In the 23rd of Edward I. a charter of incorporation was granted to Horsham, and the control was for some time vested in two bailiffs, chosen annually at the court leet of the lord of the manor, at which constables, &c. are now only appointed. It is a borough by prescription, and returned two members to parliament from the 23rd of Edward I. to the 2nd of William IV., when it was deprived of one, and the privilege of election was extended to the £10 householders of the entire parish; the sheriff appoints the returning officer. The Midsummer quarter-sessions for the western division are held here, as are also petty-sessions on the first and third Saturdays of every month. The powers of the county debt-court of Horsham, established in 1847, extend over the registration-district of Horsham. The town-hall and sessionshouse form a handsome building with a stone front, enlarged in 1806 by the Duke of Norfolk, for the accommodation of the judges of assize, the Lent assizes being then regularly held here. The county gaol is now only used as a debtors' prison.

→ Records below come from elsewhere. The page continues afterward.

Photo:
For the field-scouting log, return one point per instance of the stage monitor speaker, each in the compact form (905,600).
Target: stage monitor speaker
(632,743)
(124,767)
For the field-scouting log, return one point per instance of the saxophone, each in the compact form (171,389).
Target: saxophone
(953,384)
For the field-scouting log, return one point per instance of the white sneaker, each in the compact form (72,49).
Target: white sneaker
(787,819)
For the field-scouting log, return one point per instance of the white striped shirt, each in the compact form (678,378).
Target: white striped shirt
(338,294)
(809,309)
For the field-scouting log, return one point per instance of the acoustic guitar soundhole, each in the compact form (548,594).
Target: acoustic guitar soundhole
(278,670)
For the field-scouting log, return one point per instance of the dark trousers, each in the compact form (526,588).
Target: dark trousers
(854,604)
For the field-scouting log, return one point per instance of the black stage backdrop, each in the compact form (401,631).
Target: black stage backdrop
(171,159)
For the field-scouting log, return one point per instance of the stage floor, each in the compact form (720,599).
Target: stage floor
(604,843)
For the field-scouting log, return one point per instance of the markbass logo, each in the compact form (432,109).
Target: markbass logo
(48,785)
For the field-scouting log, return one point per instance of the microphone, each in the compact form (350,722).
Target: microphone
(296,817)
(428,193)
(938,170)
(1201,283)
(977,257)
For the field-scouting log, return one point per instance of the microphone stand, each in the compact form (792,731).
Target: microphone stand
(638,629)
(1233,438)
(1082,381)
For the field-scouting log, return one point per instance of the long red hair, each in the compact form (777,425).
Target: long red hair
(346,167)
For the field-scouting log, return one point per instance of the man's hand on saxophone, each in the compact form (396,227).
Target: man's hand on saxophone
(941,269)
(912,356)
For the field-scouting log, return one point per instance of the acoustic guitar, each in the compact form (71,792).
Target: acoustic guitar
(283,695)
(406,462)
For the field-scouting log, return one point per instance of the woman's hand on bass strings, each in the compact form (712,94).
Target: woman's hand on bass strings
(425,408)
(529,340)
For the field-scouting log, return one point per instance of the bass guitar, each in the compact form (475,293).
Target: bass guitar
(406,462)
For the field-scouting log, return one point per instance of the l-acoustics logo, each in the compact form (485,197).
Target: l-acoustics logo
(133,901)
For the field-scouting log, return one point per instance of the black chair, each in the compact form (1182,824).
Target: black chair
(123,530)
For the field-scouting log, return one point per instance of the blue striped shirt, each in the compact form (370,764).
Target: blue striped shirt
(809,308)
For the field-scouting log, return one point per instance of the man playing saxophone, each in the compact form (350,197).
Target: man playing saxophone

The parish comprises by computation nearly 10,000 acres, of which a very considerable portion forms part of the ancient forest of St. Leonard: the soil is in some parts a deep clay, and towards the forest a light sand; the surface is hilly, rising in some parts to a very considerable height. The living is a vicarage, valued in the king's books at £25; net income, £651; patron, the Archbishop of Canterbury; impropriator, R. Hurst, Esq. The church is a spacious and venerable structure, in the early English style, with a lofty tower surmounted by a spire; the window of the chancel is of beautiful design, and the interior, which preserves its original character nearly throughout, contains several ancient and interresting monuments. A second church, dedicated to St. Mark, was erected in 1840, on a site given by Thos. Coppard, Esq., who also presented the stone and a sum of £50 towards its erection; it was completed by subscription, aided by a grant of £300 from the Incorporated Society, and £200 from the Chichester Diocesan Society, and is a handsome edifice in the later English style. The living is in the gift of the Vicar. There are places of worship for Baptists, the Society of Friends, Independents, and Wesleyans; and a Roman Catholic chapel. The free school was founded in 1532, by Richard Collyer, citizen and mercer of London, who endowed it with houses, producing more than £500 per annum; the premises comprise a good schoolroom, and dwellinghouses with gardens for the masters. The union of Horsham consists of ten parishes or places, and contains a population of 13,410: a union-house has been erected a short distance from the town, on the road to Crawley.

Transcribed from A Topographical Dictionary of England, by Samuel Lewis, 7th edition, published in 1848.